One of the many sayings that originate from the home of my ancestors is an actual place. The Wrekin is a hill in East Shropshire. It gave birth to a popular phrase used in Wolverhampton and the West Midlands: “All around the Wrekin” meaning to take an indirect route to a location or to more commonly avoid getting to the point during a conversation.

In secondary school I landed the part of MacFarlane a Scottish Doctor in the play Hobson’s choice. A combination of not being able to master a scottish accent and having such a strong Brummie accent led the director to rename the character Dr Stonehouse, after a pub in Birmingham so that I could play the part in my native tongue.

I didn’t consider my accent a burden until in the last year of secondary school my family moved 25 miles south to Droitwich Spa, in the county of Worcestershire. This was the first time I was teased about the way I spoke.

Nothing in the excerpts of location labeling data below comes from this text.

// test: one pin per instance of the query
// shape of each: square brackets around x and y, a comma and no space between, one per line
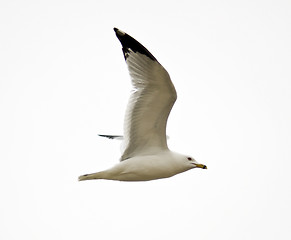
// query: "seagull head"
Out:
[193,163]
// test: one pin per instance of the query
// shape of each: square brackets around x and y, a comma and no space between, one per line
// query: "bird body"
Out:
[145,153]
[144,168]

As if it were yesterday I remember the moment in a French lesson when In a broad Brummie accent I read Marie-France et Jean Paul vont en vacances en Espagne. I was rewarded with the waste paper bin bouncing off the back of my head much to the delight of my peers.

At the first opportunity I left home, to go to college in Blackpool. My studies took me further north on work placement to a Lake District hotel. This time my nemesis took the form of a Geordie, (person from Newcastle). They thought it was hilarious to repeat what I was saying with an exaggerated accent. “I’m going to the shall-eyes”. The chalets were two demountable buildings out the back of the hotel serving as staff accommodation.

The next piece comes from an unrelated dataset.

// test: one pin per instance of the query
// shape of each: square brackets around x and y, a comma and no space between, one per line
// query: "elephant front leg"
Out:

I find it amusing when people realise I’m from England. I tell them how long I’ve lived in Australia and they say “you haven’t lost your accent”. I have no intention of losing my accent, but it is inevitable for me to pick up a bit of the local twang, “fair dinkum mate”.

The foundation of my accent was laid by my family; softened in response to peer pressure and has evolved by moving county and country.

Pet fish have featured for most of my life, Mozaic is featured above.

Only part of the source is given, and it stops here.